Currently, this entire correlation matrix is computed, squared, and then filtered to just those entries that we care about (variants with same contig and positions close to each other, as specified by the window).
The entries table of this correlation matrix has the schema [variant i, variant j, r2]. We filter the entries table to just those entries over the r2 threshold, then pass the edges (i, j) to the maximal_independent_set method, which will return a list of variants to prune out. We filter out those variants, leaving a table of independent variants to return to the user.
Performance / Areas for Improvement
On a dataset of 25,956 variants (profile.vcf), Jackie’s method takes 200-300 seconds. My implementation takes around 800-900 seconds.
Around 85% of the time for my implementation is spent on the maximal independent set (MIS) method. This method uses a greedy algorithm with a binary heap for the edge set.

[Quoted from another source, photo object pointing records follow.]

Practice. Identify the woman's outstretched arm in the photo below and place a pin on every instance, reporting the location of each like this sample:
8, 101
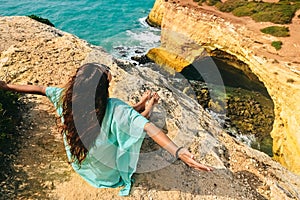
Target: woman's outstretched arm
164, 141
30, 89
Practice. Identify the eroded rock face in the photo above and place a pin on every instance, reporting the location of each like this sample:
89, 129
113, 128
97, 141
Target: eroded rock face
240, 172
241, 38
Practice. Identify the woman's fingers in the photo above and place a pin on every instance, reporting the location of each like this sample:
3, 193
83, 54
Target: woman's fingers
188, 158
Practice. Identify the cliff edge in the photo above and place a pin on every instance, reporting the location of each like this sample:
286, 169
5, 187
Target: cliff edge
241, 38
34, 53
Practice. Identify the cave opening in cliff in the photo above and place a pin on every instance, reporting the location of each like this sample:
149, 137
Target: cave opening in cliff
247, 107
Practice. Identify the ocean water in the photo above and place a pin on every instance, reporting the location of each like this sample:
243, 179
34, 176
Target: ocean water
117, 26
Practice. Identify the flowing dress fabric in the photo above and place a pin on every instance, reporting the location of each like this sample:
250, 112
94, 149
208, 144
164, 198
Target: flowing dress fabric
112, 160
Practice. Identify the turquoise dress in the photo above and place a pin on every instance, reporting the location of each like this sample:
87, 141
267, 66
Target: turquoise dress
112, 161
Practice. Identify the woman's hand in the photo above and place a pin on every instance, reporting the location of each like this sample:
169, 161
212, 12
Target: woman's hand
3, 85
188, 158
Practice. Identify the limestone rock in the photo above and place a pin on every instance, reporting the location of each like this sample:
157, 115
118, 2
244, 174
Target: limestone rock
241, 37
240, 172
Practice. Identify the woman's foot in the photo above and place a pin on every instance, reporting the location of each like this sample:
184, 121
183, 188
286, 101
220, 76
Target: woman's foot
140, 106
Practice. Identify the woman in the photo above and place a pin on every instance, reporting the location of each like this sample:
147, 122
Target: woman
103, 135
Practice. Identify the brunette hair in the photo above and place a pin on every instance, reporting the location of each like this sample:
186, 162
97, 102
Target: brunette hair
84, 103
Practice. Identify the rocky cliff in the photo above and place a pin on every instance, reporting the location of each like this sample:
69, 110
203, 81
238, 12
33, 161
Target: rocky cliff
34, 53
241, 38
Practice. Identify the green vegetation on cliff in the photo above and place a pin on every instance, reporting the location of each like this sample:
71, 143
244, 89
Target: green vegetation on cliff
277, 31
278, 13
40, 19
208, 2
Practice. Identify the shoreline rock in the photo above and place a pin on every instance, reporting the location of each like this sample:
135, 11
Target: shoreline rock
241, 38
35, 54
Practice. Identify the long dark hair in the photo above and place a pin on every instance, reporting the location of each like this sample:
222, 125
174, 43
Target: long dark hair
84, 104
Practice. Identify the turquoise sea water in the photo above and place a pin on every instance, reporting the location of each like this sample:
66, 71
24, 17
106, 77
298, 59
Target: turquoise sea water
118, 26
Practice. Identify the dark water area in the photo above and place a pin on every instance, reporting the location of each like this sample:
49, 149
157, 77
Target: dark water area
236, 96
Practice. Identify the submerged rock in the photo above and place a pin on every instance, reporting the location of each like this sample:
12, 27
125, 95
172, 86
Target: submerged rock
240, 172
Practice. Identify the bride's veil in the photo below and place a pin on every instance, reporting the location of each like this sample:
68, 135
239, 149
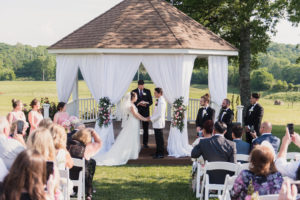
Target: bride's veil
125, 107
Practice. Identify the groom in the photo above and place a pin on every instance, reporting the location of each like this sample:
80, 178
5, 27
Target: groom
143, 103
158, 122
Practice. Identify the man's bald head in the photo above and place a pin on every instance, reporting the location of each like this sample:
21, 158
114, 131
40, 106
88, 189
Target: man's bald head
266, 127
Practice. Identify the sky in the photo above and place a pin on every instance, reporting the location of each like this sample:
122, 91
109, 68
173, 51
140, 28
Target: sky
44, 22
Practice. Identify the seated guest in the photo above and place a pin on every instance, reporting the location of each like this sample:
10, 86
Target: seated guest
78, 126
45, 123
216, 148
263, 176
17, 113
61, 116
82, 147
241, 146
206, 131
289, 169
9, 147
204, 113
27, 179
63, 157
266, 135
226, 115
34, 116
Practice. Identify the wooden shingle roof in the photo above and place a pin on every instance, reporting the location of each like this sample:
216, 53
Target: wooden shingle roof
143, 24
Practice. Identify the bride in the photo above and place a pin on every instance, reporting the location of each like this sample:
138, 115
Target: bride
127, 144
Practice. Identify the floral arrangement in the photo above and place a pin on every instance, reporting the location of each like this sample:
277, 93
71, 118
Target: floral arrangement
104, 112
178, 114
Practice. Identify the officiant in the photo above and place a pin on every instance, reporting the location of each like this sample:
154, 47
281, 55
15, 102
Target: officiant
143, 104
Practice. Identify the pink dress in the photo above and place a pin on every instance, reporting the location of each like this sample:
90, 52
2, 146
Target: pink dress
36, 118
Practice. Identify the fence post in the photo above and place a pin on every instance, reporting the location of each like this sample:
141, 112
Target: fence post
239, 117
46, 110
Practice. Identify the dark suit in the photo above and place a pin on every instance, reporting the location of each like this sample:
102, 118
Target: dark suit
216, 148
253, 118
227, 119
274, 141
145, 95
242, 147
209, 115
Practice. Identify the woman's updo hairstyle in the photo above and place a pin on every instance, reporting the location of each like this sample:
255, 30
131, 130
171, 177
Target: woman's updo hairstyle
206, 98
15, 102
60, 106
132, 95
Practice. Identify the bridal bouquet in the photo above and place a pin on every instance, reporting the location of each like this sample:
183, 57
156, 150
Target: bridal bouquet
178, 114
104, 112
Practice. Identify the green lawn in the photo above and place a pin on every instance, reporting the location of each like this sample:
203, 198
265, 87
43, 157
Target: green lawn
143, 182
27, 90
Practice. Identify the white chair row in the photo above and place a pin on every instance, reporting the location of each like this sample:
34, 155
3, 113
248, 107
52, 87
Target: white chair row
80, 183
206, 186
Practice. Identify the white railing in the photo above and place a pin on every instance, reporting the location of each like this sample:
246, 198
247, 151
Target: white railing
86, 110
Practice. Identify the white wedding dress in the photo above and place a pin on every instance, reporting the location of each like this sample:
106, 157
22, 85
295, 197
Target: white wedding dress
127, 144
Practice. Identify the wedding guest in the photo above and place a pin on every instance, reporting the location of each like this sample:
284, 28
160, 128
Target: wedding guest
241, 146
226, 115
204, 113
216, 148
262, 174
207, 131
9, 147
290, 169
143, 104
63, 158
253, 117
82, 147
266, 135
27, 179
17, 113
41, 140
34, 116
61, 116
45, 123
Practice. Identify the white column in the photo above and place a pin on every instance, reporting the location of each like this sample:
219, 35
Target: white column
75, 97
46, 110
239, 116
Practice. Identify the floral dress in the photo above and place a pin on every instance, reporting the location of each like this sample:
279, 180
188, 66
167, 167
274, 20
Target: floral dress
264, 185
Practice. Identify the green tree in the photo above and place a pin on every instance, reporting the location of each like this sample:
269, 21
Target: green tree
261, 79
244, 23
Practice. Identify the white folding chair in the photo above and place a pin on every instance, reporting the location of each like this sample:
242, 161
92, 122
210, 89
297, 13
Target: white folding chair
64, 183
242, 157
242, 167
293, 156
228, 185
210, 166
269, 197
80, 183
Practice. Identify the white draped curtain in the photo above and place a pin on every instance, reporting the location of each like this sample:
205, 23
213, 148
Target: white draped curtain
66, 73
217, 80
173, 74
108, 76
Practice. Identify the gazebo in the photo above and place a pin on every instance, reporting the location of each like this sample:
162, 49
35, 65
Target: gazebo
109, 49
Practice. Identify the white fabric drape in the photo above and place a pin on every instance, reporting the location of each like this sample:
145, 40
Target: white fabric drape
66, 72
217, 80
173, 74
108, 76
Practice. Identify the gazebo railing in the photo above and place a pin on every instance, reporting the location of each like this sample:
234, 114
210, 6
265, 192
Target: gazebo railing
87, 109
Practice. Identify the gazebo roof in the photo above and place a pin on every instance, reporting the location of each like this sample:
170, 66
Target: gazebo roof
143, 24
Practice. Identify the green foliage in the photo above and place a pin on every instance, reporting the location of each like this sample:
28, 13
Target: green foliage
24, 61
261, 79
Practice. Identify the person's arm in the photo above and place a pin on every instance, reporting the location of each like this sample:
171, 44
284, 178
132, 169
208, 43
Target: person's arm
137, 115
92, 148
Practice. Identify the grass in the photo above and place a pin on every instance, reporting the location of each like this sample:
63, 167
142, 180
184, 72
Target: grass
27, 90
143, 182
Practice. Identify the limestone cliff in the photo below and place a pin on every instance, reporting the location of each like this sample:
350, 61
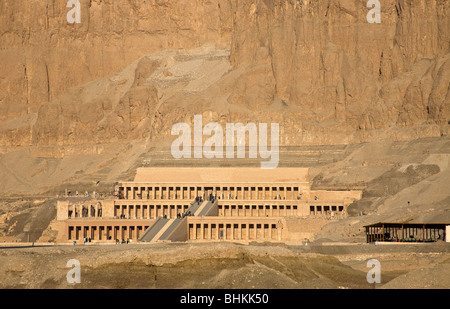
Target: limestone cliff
317, 67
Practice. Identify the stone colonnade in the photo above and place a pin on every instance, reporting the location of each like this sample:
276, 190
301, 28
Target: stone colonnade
145, 191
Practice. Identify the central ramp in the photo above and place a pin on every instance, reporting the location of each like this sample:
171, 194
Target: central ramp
176, 229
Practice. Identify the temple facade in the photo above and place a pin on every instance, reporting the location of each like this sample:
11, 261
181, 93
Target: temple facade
205, 204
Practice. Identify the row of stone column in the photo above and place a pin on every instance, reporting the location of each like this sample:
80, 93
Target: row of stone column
234, 231
259, 210
109, 232
179, 192
85, 211
149, 211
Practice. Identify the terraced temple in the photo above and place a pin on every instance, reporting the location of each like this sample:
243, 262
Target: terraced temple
181, 204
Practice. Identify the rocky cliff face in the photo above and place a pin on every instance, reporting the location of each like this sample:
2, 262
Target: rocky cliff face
131, 69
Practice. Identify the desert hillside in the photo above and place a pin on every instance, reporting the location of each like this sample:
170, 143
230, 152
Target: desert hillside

I have been thinking about ways to speed up MIS. The MIS method could possibly be sped up if I could split the graph into several connected components, put all the edges from each component onto the same partition, then run MIS in parallel. But splitting the edge set into the connected components might be slow, so I’m not sure if the time saved from running MIS in parallel would be worth the time spent getting the components.
A banded block matrix, as mentioned in the original proposal, would also offer some improvement, but doesn’t seem to be the main bottleneck right now.
I have experimented a bit with using persist() to speed up my code, which helps somewhat, so perhaps I could be placing my persist() calls in better places to speed things up. This wouldn’t really help with the time spent on MIS, though.